According to Paul F. Nahoa Lucas — who wrote E Ola Mau Kākou I Ka ‘Ōlelo Makuahine: Hawaiian Language Policy and the Courts — schools used corporal punishment and social sanctions to deter students from using ‘Ōlelo Hawai’i. Schools began to ban its usage, and it was strictly forbidden to use ‘Ōlelo Hawai’i anywhere within schoolyards or buildings.
By 1917, Lucas found that “[t]here is no child under 15 years of age who can converse correctly in the mother tongue of this land.”
In the 1970s, a resurgence began that pushed Native Hawaiians to connect with their culture, heritage and kuleana. This led the Hawai’i State Legislature to recognize ‘Ōlelo Hawai’i as the state’s official language in 1978.

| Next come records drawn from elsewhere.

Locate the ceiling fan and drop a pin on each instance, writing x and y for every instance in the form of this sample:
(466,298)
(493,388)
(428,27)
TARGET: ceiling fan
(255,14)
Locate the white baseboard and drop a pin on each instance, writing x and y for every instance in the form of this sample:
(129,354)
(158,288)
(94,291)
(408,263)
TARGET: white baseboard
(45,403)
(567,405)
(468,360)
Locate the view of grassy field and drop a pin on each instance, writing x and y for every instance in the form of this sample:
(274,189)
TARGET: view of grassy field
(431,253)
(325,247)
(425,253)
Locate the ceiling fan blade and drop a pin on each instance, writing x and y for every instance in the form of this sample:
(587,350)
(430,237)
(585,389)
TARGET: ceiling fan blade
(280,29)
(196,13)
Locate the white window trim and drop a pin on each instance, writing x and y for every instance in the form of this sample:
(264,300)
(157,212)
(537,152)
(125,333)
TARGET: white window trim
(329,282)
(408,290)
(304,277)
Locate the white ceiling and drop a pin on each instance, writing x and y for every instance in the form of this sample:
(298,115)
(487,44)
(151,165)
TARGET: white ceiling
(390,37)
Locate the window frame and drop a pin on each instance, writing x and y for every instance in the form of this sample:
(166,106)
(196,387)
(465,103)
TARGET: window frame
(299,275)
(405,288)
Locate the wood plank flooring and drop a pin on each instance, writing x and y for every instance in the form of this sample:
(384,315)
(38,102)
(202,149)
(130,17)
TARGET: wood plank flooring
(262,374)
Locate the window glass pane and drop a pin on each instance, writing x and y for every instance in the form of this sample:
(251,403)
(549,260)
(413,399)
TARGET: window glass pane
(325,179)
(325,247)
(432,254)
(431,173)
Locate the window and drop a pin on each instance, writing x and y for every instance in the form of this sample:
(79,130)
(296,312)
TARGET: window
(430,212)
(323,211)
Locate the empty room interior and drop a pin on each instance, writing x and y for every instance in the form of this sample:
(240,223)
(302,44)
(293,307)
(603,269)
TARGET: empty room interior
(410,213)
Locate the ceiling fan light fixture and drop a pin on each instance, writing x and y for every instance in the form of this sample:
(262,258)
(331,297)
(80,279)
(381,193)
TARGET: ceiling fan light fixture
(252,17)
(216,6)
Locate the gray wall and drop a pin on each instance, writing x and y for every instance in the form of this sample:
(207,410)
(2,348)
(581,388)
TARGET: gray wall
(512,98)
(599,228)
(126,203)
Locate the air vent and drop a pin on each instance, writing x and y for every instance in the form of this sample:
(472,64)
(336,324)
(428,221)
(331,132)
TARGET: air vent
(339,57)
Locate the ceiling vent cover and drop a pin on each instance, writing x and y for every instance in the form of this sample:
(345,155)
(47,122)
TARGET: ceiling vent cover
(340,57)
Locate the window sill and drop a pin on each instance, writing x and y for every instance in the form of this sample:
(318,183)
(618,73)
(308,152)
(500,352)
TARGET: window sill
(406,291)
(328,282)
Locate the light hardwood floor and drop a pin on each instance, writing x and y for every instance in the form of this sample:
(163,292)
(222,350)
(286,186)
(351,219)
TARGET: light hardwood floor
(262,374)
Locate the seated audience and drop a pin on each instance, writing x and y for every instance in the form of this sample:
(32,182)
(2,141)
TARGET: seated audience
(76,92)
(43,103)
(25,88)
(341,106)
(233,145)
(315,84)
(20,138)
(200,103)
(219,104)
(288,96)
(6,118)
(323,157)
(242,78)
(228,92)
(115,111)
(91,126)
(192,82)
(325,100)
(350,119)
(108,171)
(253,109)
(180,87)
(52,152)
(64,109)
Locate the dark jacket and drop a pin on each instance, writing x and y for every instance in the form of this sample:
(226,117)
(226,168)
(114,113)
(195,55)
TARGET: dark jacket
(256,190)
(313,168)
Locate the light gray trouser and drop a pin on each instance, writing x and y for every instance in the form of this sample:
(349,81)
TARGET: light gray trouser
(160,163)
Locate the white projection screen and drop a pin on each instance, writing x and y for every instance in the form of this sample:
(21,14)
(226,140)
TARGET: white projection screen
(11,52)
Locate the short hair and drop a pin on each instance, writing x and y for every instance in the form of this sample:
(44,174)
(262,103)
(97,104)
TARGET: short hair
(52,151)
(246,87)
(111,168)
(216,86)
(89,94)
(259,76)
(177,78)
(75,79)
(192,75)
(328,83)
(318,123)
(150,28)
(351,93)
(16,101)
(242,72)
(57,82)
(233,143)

In 1983, Aha Pūnana Leo was created by a small group of ‘Ōlelo Hawaiʻi educators who sought to revive ‘Ōlelo Hawaiʻi as a medium of instruction.
Today, the ʻImiloa is a Hawaiian Language Medium consortium leader that ensures education assets for the growth of Hawaiian Medium Education throughout the State of Hawaiʻi.
Get news on the go with KHON 2GO, KHON’s morning podcast, every morning at 8
“The Lt. Governor clearly understands the need to perpetuate Hawaiian language and culture through our youngest learners,” said Kaʻiu Kimura, executive director of ʻImiloa. “We look forward to working with her in her efforts to make preschool more accessible to families seeking Hawaiian Medium Education.”